La staffetta d'oro/ Le quattro atlete più italiane dei nostri politici

Martedì 3 Luglio 2018 di Mario Ajello
Non sono la risposta a Pontida. Non sono la risposta a Salvini. Tanto è vero che è stato uno dei primi a festeggiare la vittoria di Libania Grenot, Ayomida Folorunso, Raphaela Lukudo, Mariabenedicta Chigboul, le quattro italianissime ragazze di colore che hanno vinto la staffetta. 

E in più, il leader leghista le vuole incontrare, magari le candiderà al Senato - come ha già fatto con Toni Iwobi, il responsabile leghista per il tema dell’immigrazione che è d’origine nigeriana - mentre il Pd, da Renzi a tutti gli altri, rivendica la vittoria delle ragazze di colore dicendo sui social e ovunque: “Ecco l’Italia che vogliamo”. 
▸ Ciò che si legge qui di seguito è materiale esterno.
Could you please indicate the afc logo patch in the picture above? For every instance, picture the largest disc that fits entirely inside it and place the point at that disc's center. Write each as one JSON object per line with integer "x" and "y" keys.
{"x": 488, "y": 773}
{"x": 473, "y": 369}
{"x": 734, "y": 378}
Semmai questa bella pagina di sport è la risposta a chi, come Mario Balotelli o Roberto Saviano, che subito le sta strumentalizzando, professano un multiculturalismo facile e propagandistico. E accusano di razzismo chi non si piega a certa retorica. I sorrisi delle quattro atlete sono quelli di un Paese che sa accogliere e che ha dimostrato di sapere integrare, quando l’integrazione non avviene a spese di chi viene accolto e di chi accoglie e si fonda viceversa sul gradualismo del melting pot virtuoso, su una visione politica e culturale aperta al futuro ma senza facile buonismo, che è una forma di irresponsabilità e addirittura di cattiveria. Gli sbarchi sono una cosa e le quattro ragazze azzurre un’altra; l’immigrazione clandestina è un problema politico e sociale gigantesco, e il colore della pelle degli italiani non è un problema. 
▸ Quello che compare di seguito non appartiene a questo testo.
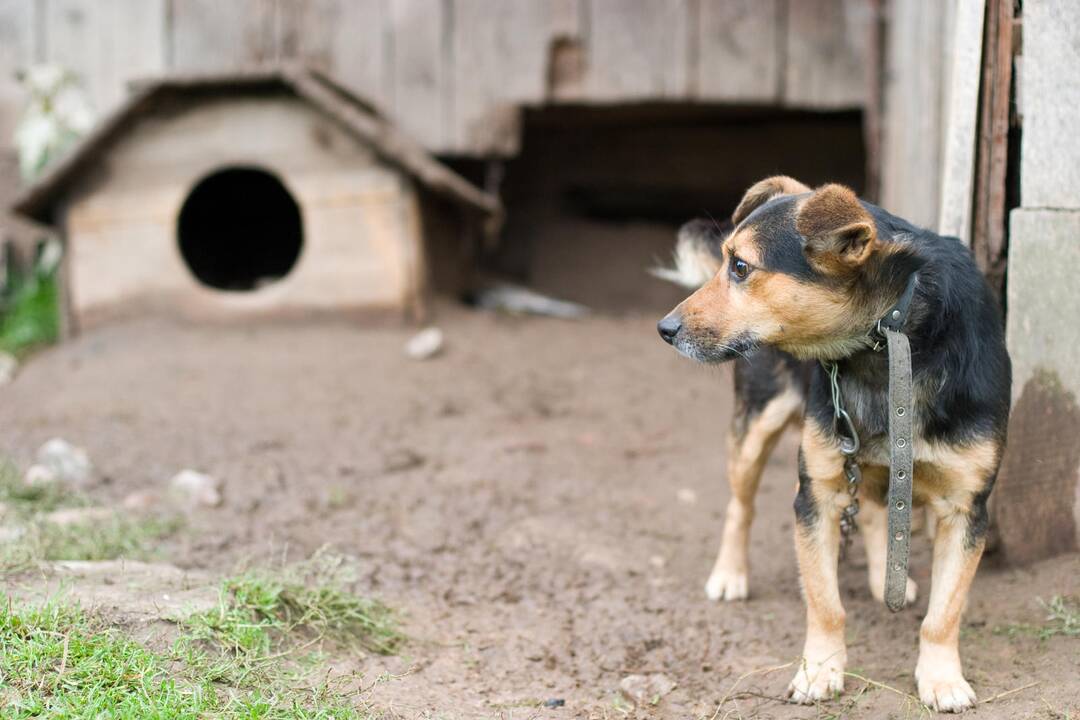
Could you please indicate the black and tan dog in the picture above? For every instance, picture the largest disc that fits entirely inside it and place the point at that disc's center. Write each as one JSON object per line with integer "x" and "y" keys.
{"x": 804, "y": 275}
L’Italia meticcia, quella del siamo tutti figli di Annibale (come cantavano gli Almanegretta), quella che si vede - solo per fare un esempio - nel cimitero di San Gennaro sprofondato nelle viscere di Napoli e in cui i cognomi dei sepolti riassumono tante migrazioni e integrazioni tipiche del Dna italiano, è una realtà positiva se si è capaci di governarla, e a patto che ci si senta consapevoli del processo in corso e non lo si abbandoni a una malintesa visione cristiana. Che oltretutto proprio nelle messe della domenica, interpellando i presenti sulla bomba incontrollata dell’immigrazione, nessuno sembra condividere più. Talvolta, neanche il prete dal suo pulpito. 
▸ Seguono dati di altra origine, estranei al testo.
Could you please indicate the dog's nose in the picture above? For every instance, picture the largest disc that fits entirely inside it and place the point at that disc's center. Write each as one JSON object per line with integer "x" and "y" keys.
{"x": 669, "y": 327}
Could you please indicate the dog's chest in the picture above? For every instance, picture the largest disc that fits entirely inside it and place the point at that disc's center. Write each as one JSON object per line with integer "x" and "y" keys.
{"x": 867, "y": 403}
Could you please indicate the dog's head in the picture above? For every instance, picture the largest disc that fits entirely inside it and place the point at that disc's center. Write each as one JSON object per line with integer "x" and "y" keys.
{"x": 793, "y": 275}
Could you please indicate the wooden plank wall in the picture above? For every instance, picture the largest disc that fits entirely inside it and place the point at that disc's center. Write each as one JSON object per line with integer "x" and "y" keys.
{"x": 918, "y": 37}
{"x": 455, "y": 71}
L’errore più banale, di fronte alle quattro ragazze italiane di pelle nera, è cominciare da loro per combattere Salvini. Attizzando un improprio derby destra-sinistra. Quello che, naturalmente, s’è subito scatenato. Con il rischio di svilire l’entusiasmo popolare super social - valanghe di foto delle atlete, diluvio di complimenti, grande orgoglio neo-patriottico come non si vedeva da tempo - per un successo dell’Italia che guarda avanti. E che contraddice nei fatti e nei volti chi vuole rappresentarla come la riproposizione impossibile - suvvia, serietà! - di quella del Ventennio sulla base del pregiudizio assurdo per cui il fascismo con tanto della sua pretesa purezza etnica è “eterno”, come diceva sbagliando Umberto Eco. Semmai, occorre guardarsi dal razzismo al contrario. Senza fare delle quattro campionesse un feticcio da opposizione. Basterebbe riconoscerle per quello che sono: la riprova che, con pragmatismo e laicismo, sì può ma non si deve per imposizione ideologica e per ossequio alla correttezza politica.